A common gripe in outsourcing deals is that the pricing mechanisms built into fixed-price deals are opaque. IT leaders will notice an additional resource charge from their vendor even though no new people have been added to the project. "Certain price mechanisms charge more when there is no clear cost associated with it," says Strichman.
While MindTree's hybrid model seems to provide more visibility into costs, Strichman says it's more like window dressing. "Customers want to ensure they are getting what they pay for. If a hybrid pricing model makes them feel better, that is great," says Strichman. "But make no mistake, not a thing is different in operations. It is just different icing on the same cake. This was dreamt up by someone in accounting because a salesperson asked for a price model that was new and different."
Hegde, however, insists the hybrid model is innovative. "The underlying assumptions will not be the same, as the customer has a detailed view on the costs," he says. "Customers are expecting innovative pricing from service providers, especially in this economic environment. The customer will get maximum ROI in this model for every dollar spent with little more monitoring."
The hybrid model offers benefits for MindTree, including more guaranteed revenue than it would get from time-and-materials deals.
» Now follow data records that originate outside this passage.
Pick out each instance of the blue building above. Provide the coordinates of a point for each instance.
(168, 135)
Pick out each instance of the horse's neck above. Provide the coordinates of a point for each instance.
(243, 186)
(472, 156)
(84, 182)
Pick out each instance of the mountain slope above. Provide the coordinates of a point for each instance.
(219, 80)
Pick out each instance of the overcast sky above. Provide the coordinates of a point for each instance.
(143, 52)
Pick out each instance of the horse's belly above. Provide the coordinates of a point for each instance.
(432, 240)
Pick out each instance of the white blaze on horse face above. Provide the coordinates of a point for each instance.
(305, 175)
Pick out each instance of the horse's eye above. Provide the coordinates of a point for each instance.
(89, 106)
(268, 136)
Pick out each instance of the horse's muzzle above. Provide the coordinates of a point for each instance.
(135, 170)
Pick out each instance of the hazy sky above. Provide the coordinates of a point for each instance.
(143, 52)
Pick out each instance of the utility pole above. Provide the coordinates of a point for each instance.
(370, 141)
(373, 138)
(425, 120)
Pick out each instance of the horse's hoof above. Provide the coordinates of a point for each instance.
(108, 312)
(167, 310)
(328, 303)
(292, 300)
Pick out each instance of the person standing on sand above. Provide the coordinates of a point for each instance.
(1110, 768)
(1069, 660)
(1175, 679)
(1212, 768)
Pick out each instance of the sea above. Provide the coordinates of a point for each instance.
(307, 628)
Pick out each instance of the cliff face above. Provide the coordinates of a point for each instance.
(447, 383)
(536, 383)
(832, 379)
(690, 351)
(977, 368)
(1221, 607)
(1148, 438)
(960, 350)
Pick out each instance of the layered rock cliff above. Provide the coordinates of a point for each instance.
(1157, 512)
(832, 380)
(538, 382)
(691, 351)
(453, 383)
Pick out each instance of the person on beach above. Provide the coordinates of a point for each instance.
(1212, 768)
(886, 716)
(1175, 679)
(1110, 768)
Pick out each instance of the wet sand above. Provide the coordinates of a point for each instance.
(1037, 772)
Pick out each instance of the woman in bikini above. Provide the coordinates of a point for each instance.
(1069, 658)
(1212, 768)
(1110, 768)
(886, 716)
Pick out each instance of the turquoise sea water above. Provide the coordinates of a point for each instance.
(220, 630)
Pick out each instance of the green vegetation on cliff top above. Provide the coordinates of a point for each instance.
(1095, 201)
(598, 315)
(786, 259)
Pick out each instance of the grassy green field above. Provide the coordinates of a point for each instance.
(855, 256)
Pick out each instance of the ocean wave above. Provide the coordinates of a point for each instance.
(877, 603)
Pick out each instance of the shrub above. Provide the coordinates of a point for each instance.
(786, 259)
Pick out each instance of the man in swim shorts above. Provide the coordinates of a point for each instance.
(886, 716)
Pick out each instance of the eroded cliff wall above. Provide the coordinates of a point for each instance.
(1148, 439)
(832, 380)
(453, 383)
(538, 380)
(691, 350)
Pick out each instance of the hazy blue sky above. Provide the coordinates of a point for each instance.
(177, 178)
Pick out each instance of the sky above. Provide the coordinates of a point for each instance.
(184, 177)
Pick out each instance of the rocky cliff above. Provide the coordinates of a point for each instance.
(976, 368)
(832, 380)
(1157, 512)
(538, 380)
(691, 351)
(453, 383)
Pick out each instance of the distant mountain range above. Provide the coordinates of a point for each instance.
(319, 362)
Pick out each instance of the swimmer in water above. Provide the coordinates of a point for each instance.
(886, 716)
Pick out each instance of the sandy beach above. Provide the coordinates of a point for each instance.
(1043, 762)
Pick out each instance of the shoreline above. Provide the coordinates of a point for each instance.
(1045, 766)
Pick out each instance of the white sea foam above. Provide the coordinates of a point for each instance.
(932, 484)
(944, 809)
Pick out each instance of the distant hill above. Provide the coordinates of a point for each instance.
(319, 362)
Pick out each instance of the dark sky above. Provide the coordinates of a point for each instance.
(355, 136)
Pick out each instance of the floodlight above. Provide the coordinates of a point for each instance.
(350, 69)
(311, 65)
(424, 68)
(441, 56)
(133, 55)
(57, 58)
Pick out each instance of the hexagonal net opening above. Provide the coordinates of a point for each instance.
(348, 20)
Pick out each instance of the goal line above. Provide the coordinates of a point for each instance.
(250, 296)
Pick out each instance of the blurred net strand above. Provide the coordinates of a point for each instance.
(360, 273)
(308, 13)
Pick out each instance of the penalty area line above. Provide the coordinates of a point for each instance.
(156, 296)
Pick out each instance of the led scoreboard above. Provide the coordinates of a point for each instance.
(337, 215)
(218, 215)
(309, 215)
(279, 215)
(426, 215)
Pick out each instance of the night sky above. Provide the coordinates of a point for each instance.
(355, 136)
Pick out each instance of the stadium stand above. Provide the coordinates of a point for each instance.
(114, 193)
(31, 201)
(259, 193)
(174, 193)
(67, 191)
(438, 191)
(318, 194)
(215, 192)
But, Hegde says, there are drawbacks as well, including more management overhead, limited flexibility to rotate resources from client to client, and few opportunities to incorporate cost buffers into the deal.
Strichman says he's seen "cutting edge" pricing models come and go over the years. The changes that have stuck are the more incremental modifications to pricing models that have value for provider and customer, such as the unbundling of database administration costs from the cost of server services.
"These new models are often too confusing to last," says Strichman. "And the truth is, the vendor is doing nothing different, which quickly becomes apparent."